Сидит Нагавкин за столом, бумага, чернильница, счеты, голову ломает, душу спасает. А вокруг бородатые на пальцах выкладывают, проверяют. Скоро ли мужик на пальцах мещанина проверит!
– Товарищи, – обижается Нагавкин, – я к вам всею душой, а вы мне будто не доверяете…
– Доверяем! – кричат.
Наслушались ораторов и то же себе:
– Доверяем постольку, поскольку ты нам доверяешь.
– Ладно, – говорит Нагавкин, – материалы все теперь учли: сорок тысяч, согласны?
– Согласны!
– А жалованье сами назначайте.
Тут спор, тут шум, тут галдеж: начали с пяти рублей, набавляли, набавляли, и кончили, что двадцать рублей в день на человека и харчи обязательные.
Согласились. Стали считать, сколько в году рабочих дней и сколько праздников. Царские дни, конечно, выкинули, зато маленьких святых всех учли. Всего двести дней рабочих вышло в новой республике, а праздников сто шестьдесят пять.
Подводит итоги Нагавкин на счетах, а мужики на пальцах проверяют, переглядываются, перемигиваются.
– Триста тысяч! – объявляет Нагавкин.
– Двести сорок, – кричат мужики.
Опять считать, опять проверять: на пальцах так, на счетах по-иному. Как ни бились, все тысяч полсотни не хватает. И тут нашелся один, говорит:
– Товарищи, он нас обсчитал!
Нагавкин сидит и посмеивается:
– Ах вы, антихристы, в кои-то веки душу спасти задумал, а они – обсчитал.
– И обсчитал!
Пошумели, погалдели, с большой обидой разошлись мужики.

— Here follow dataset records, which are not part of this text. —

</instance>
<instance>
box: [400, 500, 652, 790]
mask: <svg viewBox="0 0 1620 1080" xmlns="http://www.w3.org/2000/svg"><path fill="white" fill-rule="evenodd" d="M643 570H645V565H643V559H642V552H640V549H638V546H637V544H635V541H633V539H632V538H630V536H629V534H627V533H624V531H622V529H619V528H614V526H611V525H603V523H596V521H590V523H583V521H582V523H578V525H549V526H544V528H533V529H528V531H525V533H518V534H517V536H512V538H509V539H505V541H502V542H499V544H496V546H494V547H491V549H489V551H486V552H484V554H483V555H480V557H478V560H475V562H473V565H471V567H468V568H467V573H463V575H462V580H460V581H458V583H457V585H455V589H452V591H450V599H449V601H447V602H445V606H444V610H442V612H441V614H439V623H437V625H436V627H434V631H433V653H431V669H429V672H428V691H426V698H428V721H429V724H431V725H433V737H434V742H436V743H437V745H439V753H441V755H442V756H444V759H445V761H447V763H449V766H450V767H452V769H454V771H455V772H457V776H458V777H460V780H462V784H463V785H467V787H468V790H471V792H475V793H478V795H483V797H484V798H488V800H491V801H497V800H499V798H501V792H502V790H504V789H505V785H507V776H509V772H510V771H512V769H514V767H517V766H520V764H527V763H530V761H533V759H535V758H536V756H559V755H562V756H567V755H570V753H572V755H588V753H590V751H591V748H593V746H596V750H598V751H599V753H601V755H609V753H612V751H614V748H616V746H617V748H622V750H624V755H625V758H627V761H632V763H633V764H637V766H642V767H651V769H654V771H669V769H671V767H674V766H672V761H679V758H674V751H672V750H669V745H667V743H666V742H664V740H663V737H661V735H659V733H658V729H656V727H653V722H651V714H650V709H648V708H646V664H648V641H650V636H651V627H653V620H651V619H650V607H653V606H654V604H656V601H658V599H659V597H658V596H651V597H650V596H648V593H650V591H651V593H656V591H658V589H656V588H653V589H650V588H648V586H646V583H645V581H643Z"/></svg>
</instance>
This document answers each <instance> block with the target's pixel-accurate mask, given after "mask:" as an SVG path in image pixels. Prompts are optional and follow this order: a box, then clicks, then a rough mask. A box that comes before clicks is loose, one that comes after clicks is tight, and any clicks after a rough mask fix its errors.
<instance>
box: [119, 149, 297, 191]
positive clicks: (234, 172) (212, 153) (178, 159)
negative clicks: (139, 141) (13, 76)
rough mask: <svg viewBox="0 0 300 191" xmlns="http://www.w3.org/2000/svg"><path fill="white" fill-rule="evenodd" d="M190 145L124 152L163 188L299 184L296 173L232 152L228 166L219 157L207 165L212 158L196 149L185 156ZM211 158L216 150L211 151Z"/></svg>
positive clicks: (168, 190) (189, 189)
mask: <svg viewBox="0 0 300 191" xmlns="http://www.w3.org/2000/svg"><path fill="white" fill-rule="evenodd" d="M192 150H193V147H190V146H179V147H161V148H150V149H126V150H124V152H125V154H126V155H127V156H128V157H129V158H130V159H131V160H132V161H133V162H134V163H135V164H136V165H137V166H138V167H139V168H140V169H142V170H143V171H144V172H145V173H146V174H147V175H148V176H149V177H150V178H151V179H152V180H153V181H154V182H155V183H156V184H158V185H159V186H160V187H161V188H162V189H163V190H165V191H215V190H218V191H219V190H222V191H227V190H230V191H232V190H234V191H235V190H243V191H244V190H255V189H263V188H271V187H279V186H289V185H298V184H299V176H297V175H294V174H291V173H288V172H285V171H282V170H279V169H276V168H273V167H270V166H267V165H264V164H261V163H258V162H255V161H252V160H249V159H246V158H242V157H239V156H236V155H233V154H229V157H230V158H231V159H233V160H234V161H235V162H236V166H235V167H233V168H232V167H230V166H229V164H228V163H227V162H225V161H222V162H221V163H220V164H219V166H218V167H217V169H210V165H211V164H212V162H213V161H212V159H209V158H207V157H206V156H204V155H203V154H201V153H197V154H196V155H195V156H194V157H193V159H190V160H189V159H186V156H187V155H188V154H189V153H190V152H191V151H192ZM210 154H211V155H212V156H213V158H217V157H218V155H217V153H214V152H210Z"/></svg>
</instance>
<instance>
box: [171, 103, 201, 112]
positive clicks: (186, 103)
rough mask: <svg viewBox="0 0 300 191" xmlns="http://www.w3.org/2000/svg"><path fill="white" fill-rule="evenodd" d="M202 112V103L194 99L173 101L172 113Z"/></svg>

И так она у нас эта обида исстари ведется: мещане считают мужиков за ненасытных и алчных иродов и антихристов, а мужики мещан за христопродавцев и жуликов. В нынешнее смутное время мещане крестьян к самым злейшим буржуям причисляют, а за какого считать мещан – за буржуев или пролетариев? – не могут решить даже самые первые наши ораторы.
Бывало, в нашей деревне заходи во всякое время в любую избу по делу или без дела – хозяева дома, перекрестись на икону, садись на лавочку и сиди, сколько тебе вздумается. Теперь в гости ходят с предупреждением, как в городе, потому что в каждой семье завелась тайна, можно перепугать хозяев, занятых прятанием хлебных запасов.
Не знаю, есть ли у нас совершенно чистые люди, разве уж такие, у кого, правда, нет ничего: невозможно не прятать, это может сделать только человек, стоящий по развитию ниже собаки, которая тоже иногда лишнюю корку зароет в землю. Или это святой какой-нибудь человек не от мира сего.
Жертва не входит в состав революционной души нашего крестьянства.
Недавно я ночевал у одного приятеля и, уже лежа в постели, стал с ним разговаривать о самых надежных способах прятанья муки.
– Хорошо, – сказал я, – прятать в соломе: сухо – мука не греется.
– Нет, – ответил он, – намедни в омете у нас нашли рожь. Самое лучшее, я полагаю, прятать под себя: набейте мешок мукой и спите на нем.
– Тоже, – говорю, – не верно, намедни в нашей деревне нашли под бабой десять пудов – чуть не убили.
Хозяин перепугался и открылся мне: мы спим на муке. Много я хлопот задал хозяину своими словами, пришлось городить ларь, ночью тайно копать яму, заделывать.
Вот и попробуйте, зная все это, жить по-старому, зайти в гости, когда вздумается. Нельзя! Есть какое-то всеобщее убеждение в этой тайне почти каждой, даже голодной семьи, потому что множество тех, кто клянчит хлеба, тоже зарыли муку.
Но стоит этим же людям собраться на сход, и вы их не узнаете, и подумаете, что у них, правда, настоящий коммунистический строй и злоба на собственника подобна небесному палящему огню. В этом противоречии движется наша революция, То же противоречие в отношении к существующей власти; так, по отдельности каждый мнит о них как о настоящих разбойниках, а на сходке их постановления уважаются как настоящий закон. Это потому, что власть необходима, хоть разбойничья, лишь бы свыше власть, над собой, сверх себя, но не из себя. Такое противоречие: коммунистический строй держится на монархической природе нашего крестьянина, Есть, конечно, случаи, когда общество расходится со своей властью, хотя бы, например, в дележе спирта с винного завода; вооруженное население тогда внезапно сбрасывает с себя комитет, как побрякушку. Но комитет обыкновенный до этого не доводит и делает, в общем, все, угодное революционному настроению схода.